Jeugd op de fiets
Iedere dag fiets ik naar en van mijn werk, zo’n slordige acht kilometer per keer. Meestentijds over een fietspad dwars door het fraaie polderlandschap, maar ook een stukje dijkweg behoort tot mijn dagelijkse route, en een oversteek van een provinciale weg.In de donkere dagen van het jaar fietst een overgroot deel van mijn medefietsers met ondeugdelijk licht. Oftewel helemaal geen verlichting, of, zoals bij veel jeugdige scooterrijders het geval is, verlichting dat recht vooruit de tegenligger vol in het gezicht schijnt en dus verblind. Ook fietst de schoolgaande jeugd graag met grote groepen samen naar school. Niks mis mee, maar ik wil ook graag over het fietspad naar mijn werk in plaats van via de naastgelegen berm omdat ze me daar induwen.

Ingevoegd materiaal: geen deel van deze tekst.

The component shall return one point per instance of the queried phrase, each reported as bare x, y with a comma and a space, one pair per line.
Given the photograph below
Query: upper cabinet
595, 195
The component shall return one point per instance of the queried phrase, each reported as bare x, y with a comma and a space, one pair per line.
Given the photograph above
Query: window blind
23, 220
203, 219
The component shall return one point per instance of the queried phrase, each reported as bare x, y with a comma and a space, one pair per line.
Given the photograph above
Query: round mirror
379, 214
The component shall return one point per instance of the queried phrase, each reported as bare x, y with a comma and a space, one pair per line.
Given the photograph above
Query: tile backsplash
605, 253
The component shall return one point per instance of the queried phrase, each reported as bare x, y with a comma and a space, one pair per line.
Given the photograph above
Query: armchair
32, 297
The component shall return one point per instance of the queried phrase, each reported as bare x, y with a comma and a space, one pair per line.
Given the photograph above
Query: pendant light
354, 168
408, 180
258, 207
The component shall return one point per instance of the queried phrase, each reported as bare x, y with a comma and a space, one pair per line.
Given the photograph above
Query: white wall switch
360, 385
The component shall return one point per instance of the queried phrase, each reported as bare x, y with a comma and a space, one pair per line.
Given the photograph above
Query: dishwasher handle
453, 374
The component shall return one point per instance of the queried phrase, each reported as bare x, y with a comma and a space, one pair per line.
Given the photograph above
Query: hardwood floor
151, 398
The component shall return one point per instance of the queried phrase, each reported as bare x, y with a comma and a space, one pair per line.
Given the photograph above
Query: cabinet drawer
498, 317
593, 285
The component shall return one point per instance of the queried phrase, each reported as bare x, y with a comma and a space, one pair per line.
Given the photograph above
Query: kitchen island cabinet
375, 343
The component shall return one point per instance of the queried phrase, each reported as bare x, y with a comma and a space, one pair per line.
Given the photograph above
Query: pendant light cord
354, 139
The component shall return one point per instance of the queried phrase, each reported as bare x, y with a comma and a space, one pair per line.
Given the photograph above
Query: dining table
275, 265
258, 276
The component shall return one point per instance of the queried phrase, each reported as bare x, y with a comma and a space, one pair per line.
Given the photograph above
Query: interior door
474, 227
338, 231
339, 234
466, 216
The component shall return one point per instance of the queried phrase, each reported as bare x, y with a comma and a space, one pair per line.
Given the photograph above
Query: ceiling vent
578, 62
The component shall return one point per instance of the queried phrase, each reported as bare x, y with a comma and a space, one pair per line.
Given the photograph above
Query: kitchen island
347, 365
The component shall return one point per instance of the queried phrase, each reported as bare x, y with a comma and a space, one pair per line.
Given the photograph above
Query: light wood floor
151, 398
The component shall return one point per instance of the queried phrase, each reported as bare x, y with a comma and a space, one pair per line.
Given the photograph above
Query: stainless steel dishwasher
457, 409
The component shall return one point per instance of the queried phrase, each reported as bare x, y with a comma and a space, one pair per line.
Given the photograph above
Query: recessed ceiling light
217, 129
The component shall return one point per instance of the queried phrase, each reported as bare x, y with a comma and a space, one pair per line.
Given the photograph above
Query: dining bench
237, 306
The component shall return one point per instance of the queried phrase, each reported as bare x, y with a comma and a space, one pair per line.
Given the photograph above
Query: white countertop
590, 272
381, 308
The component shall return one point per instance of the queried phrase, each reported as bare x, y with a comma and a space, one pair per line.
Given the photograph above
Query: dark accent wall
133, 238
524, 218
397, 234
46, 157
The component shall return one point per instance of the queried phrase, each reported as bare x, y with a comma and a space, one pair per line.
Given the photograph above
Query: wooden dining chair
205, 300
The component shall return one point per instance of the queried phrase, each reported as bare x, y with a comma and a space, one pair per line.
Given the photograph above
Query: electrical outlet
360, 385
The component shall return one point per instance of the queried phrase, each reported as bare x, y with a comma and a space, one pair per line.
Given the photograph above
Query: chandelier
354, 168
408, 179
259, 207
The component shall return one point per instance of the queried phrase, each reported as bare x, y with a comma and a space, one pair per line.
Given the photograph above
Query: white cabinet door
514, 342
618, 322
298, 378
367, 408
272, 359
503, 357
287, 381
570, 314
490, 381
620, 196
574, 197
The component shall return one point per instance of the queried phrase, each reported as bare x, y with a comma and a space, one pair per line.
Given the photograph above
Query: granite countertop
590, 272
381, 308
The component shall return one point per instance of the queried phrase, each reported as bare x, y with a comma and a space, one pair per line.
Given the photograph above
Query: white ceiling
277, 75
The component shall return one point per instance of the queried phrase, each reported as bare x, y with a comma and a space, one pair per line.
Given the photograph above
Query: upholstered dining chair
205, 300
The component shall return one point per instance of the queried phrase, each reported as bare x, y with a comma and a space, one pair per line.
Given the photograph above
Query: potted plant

Ik zie ook niet in wat de lol is van het slopen onderweg. Zo worden vuilnisbakken die langs de weg staan in afwachting van de vuilniswagen onderuit getrapt waardoor de inhoud over straat komt te liggen. Ook schijnt het een sport te zijn van groepjes fietsers om de enkele schoolgaande fietser te bedreigen of van de fiets af te duwen als een soort machtsvertoon.
En dan ook nog....
In deze tijd van het jaar heb je als weggebruiker gelukkig minder last van een ander fietsfenomeen, de wielrenner. Die komen met het stijgen van de temperaturen in het voorjaar weer naar buiten. Zij wanen zich helemaal heer en meester van de vaderlandse wegen, ongeacht wat voor weg het dan ook betreft. Verwachten ook dat iedereen voor ze aan de kant gaat, en proberen dat vaak met roepen en schelden af te dwingen.Veilig op de fiets gaat dus vaak geenszins op, en je vraagt je af of fietsen, behoudens dat de beweging goed is voor je fysieke gesteldheid, echt wel zo goed voor een mens is in de egocentrische en harde samenleving van vandaag.